Let $(X_n)_n$ be an $(F_n)_n$-adapted process that is integrable.
How do we prove that $X_n$ is a martingale $\iff$ for all $T$ that take maximally two values it holds $\mathbb{E}[X_T]=\mathbb{E}[X_0]$?
$\implies$ I think we should use optimal stopping here, but I'm not sure how.
I know that $\mathbb{E}[X_n]=\mathbb{E}[X_0]$ for all $n$ and I think we want to say that $\mathbb{E}[X_T]=\mathbb{E}[\lim X_{T\land n}]=\lim\mathbb{E}[X_{T\land n}]=\lim \mathbb{E}[X_0]=\mathbb{E}[X_0]$.
But when are we allowed to make the step $\mathbb{E}[\lim X_{T\land n}]=\lim\mathbb{E}[ X_{T\land n}]$?
$\impliedby$ We want to show that $\mathbb{E}[X_n|F_{n-1}]=X_{n-1}$. Where do we use stopping times in all of this?
Best Answer
$(\implies:)$ You have the right idea to use optional stopping but you don't need to take a limit since $T$ is a bounded stopping time (it takes at most two values). Fix your stopping time $T$ taking values in $\{a,b\} \subseteq \mathbb{N}$. Then $T < \max\{a,b\} + 1 = K$ and $Y_t = X_{t \wedge K}$ is a uniformly integrable martingale.
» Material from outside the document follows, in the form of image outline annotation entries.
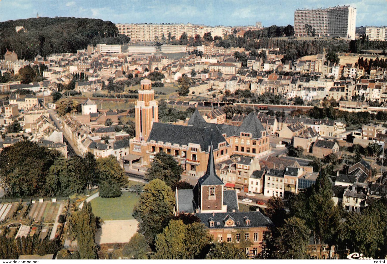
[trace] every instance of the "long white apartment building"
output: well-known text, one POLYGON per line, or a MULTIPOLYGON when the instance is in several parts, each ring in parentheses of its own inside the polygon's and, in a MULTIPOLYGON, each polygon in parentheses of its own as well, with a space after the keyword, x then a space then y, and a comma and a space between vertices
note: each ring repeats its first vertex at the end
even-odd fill
POLYGON ((356 9, 349 5, 298 9, 294 12, 295 36, 314 35, 354 39, 356 13, 356 9))
POLYGON ((97 52, 98 53, 120 53, 121 51, 121 45, 97 44, 97 52))
POLYGON ((367 27, 365 35, 369 40, 387 41, 387 27, 367 27))
POLYGON ((184 32, 188 36, 199 34, 202 37, 205 33, 211 32, 212 37, 218 36, 222 38, 226 34, 231 33, 231 27, 223 26, 209 27, 183 24, 116 24, 118 33, 130 38, 132 41, 153 41, 161 40, 163 36, 168 39, 171 36, 178 39, 184 32))

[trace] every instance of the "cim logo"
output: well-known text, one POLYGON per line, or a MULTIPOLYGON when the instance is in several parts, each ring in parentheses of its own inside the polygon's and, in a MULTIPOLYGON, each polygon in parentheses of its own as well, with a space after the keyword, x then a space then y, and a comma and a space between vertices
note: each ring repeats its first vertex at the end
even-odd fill
POLYGON ((347 256, 347 258, 348 259, 373 259, 372 257, 363 257, 362 254, 359 254, 356 252, 349 254, 347 256))

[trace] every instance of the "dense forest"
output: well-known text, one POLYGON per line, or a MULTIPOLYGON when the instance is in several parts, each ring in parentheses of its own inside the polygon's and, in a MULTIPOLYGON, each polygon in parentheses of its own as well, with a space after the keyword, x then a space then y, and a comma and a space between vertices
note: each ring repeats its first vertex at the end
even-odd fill
POLYGON ((14 50, 19 59, 31 60, 55 53, 75 53, 89 44, 123 44, 129 38, 120 34, 115 25, 101 19, 75 17, 39 17, 0 23, 0 58, 14 50), (17 32, 16 26, 24 29, 17 32))

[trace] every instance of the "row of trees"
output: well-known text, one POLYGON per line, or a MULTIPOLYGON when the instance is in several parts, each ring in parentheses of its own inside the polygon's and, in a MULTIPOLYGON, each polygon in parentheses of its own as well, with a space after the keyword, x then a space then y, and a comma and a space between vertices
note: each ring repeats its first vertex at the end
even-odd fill
POLYGON ((96 160, 88 153, 84 158, 66 159, 27 141, 5 148, 0 153, 0 167, 1 186, 10 197, 68 196, 95 184, 119 189, 127 184, 113 156, 96 160))
POLYGON ((194 107, 189 107, 186 111, 179 111, 169 107, 163 99, 159 101, 159 119, 162 122, 174 122, 176 120, 185 120, 195 111, 194 107))
POLYGON ((123 44, 130 38, 118 34, 115 25, 101 19, 75 17, 39 17, 9 21, 0 23, 4 36, 0 43, 0 56, 7 50, 14 50, 19 58, 33 60, 39 55, 75 53, 77 50, 99 43, 123 44), (24 26, 17 32, 15 27, 24 26))
POLYGON ((0 71, 0 83, 19 81, 22 83, 29 84, 33 82, 40 82, 44 79, 43 71, 48 69, 45 64, 34 65, 33 67, 27 65, 19 70, 16 74, 13 73, 0 71))
POLYGON ((0 258, 2 259, 17 259, 21 255, 55 254, 60 247, 60 242, 57 239, 50 240, 48 238, 43 240, 39 239, 39 232, 33 237, 19 237, 15 239, 13 236, 7 238, 6 235, 9 230, 3 231, 0 235, 0 258))
POLYGON ((355 63, 355 67, 358 66, 363 68, 369 74, 371 67, 387 68, 387 59, 379 59, 379 58, 377 57, 375 60, 373 60, 372 58, 371 58, 368 61, 368 58, 366 58, 365 60, 363 57, 360 57, 358 59, 358 61, 355 63))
So by optional stopping $$\mathbb{E}[X_0] = \mathbb{E}[Y_0] = \mathbb{E}[Y_T] = \mathbb{E}[X_{T \wedge K}] = \mathbb{E}[X_T ]$$ since $T \wedge K = T$.
$(\impliedby:)$ By definition of the conditional expectation, we need to show that if $A \in F_{n-1}$ then $\mathbb{E}[X_n 1_A] = \mathbb{E}[X_{n-1} 1_A]$. So fix $A \in F_{n-1}$ and define $T(\omega) = n$ if $\omega \not \in A$ and $T(\omega) = {n-1}$ otherwise. Without loss of generality, here I assume $X_0 = 0$ (otherwise consider the process $X_t - X_0$ which satisfies the same conditions). Then, by our assumption applied with this choice of $T$, $$ 0 = \mathbb{E}[X_T] = \mathbb{E}[X_{n} 1_{A^c}] + \mathbb{E}[X_{n-1}1_A] = \mathbb{E}[X_n] - \mathbb{E}[X_n 1_A] + \mathbb{E}[X_{n-1}1_A]$$ Finally, we notice that using the stopping time $S=n$, we have $0 = \mathbb{E}[X_S] = \mathbb{E}[X_n]$ so that the above says that $$0 = - \mathbb{E}[X_n 1_A] + \mathbb{E}[X_{n-1}1_A] \implies \mathbb{E}[X_n 1_A] = \mathbb{E}[X_{n-1}1_A]$$ which is what we set out to prove.